L.R.M. v. P.R.M.

CRANDALL, Judge.

Petitioner, L.R.M. (mother), appeals from that portion of the decree of dissolution of her marriage to respondent, P.R.M. (father), which awarded father primary custody of the parties’ two minor children; namely, N.R.M. (daughter), born December 1981, and A.J.M. (son), born September 1984. On appeal, mother raises several claims of error. In essence, all of her points challenge the child custody award as being against the weight and sufficiency of the evidence. We affirm.

We first note that the court must determine custody in accordance with the ultimate and sole test of the best interests of the child. Section 452.375.2, RSMo (Supp.1988). The trial court has considerable discretion in awarding custody, and its judgment should not be disturbed unless the best interests of the child so demand. D.K.L. v. L.C.L., 764 S.W.2d 664, 666 (Mo.App.1988). Reversal of the custody award is justified only if we have the firm conviction that the judgment was wrong, that the decree had no substantial evidence to support it, that it was against the weight of the evidence, or that it erroneously declared or applied the law. Murphy v. Carron, 536 S.W.2d 30, 32 (Mo. banc 1976). In the present case, there are no findings of *112fact or conclusions of law. We therefore assume that all fact issues were found in accordance with the result reached. Rule 73.01(a)(2).

There is substantial evidence in the record that mother engaged in extramarital affairs. She falsely accused father of sexually abusing their two children. She prompted the children with regard to the specific acts the children claimed father committed against them. She deliberately attempted to prejudice the minds of the children against father. She constantly interfered with father’s visitation rights. There is also evidence that, throughout the marriage, father helped care for the children and the house. He was employed full-time; but his family intended to help him with the children, if necessary. The foregoing evidence, if believed by the fact finder, supports an award of primary custody of the children to father.

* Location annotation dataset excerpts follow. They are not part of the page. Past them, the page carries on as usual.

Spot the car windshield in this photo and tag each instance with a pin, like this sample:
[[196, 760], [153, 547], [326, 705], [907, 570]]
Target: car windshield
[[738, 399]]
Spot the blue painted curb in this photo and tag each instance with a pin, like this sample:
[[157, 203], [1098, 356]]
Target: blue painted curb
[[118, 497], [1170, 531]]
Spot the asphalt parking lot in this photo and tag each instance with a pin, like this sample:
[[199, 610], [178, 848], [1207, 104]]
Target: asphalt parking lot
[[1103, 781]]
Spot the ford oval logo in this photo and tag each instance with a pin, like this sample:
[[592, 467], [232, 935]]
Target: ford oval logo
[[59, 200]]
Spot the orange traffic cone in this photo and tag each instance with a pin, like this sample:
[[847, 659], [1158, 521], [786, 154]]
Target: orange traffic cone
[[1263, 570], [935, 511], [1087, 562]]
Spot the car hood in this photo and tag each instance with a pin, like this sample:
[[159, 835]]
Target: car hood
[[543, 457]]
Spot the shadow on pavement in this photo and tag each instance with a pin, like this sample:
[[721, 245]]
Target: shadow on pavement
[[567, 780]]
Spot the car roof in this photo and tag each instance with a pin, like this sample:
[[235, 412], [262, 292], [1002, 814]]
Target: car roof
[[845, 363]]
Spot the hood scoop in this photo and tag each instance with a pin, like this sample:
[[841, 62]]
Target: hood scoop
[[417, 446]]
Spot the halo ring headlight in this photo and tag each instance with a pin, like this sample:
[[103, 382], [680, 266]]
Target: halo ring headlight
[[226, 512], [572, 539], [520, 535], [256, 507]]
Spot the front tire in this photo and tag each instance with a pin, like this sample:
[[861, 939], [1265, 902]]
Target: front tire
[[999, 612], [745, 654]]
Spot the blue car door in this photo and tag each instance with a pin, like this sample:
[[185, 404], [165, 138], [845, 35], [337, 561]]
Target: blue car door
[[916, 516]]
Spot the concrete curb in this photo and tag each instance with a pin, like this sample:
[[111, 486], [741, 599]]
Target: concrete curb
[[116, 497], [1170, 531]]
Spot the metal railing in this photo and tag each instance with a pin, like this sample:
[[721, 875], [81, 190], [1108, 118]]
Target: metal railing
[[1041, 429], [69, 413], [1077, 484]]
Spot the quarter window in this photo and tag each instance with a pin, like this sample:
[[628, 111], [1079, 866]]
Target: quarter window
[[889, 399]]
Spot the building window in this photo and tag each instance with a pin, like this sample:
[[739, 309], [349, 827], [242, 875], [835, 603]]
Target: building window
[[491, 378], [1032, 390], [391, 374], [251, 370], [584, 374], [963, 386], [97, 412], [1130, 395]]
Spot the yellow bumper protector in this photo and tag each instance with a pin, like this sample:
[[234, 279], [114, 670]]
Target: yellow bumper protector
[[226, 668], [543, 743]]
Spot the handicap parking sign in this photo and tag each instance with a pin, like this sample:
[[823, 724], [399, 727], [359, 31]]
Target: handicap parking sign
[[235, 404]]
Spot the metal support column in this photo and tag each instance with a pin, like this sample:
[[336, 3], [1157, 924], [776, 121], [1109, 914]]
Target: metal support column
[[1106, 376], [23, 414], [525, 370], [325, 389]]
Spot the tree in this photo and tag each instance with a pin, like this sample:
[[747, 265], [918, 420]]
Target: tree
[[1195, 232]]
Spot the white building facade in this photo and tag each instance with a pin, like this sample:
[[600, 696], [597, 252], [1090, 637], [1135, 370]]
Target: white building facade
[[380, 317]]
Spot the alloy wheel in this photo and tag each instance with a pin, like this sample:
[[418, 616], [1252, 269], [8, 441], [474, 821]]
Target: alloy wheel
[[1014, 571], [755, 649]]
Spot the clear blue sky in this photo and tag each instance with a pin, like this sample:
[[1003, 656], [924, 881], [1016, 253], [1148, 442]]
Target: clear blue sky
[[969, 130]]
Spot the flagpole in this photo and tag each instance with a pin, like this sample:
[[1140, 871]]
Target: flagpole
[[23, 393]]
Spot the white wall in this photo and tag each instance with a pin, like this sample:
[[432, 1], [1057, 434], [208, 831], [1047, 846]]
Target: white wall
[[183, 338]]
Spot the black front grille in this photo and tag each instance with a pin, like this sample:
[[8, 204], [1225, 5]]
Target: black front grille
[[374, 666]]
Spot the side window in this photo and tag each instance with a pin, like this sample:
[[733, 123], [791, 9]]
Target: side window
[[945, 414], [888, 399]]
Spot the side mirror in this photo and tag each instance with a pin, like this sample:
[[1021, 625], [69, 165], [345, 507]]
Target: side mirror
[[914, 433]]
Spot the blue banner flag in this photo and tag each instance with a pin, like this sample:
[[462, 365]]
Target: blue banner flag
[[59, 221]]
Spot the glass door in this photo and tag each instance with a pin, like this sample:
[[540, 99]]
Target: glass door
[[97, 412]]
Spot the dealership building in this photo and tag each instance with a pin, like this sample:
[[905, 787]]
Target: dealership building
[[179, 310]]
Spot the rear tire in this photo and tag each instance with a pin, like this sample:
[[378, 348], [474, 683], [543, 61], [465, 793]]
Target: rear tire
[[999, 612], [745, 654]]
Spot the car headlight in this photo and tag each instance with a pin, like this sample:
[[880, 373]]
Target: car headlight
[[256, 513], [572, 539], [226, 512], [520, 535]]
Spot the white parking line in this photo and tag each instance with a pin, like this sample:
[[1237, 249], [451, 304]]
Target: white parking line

In addition, we stress that mother’s appeal turns on questions of fact, not questions of law. It is not within the purview of this appellate court to retry the case on its merits. Obviously, the trial court believed the testimony in favor of father and rejected the testimony in favor of mother. As the trier of fact, it is the function, indeed the duty, of the trial court to decide the weight and value to be given to the testimony of any witness. On appeal, we view the evidence in a manner favorable to the decree and disregard all contradictory evidence. Ware v. Ware, 647 S.W.2d 582, 584 (Mo.App.1983). We defer to the trial court even if the evidence could support a different conclusion. Id.

The judgment is affirmed.

SIMON, C.J., and HAMILTON, J., concur.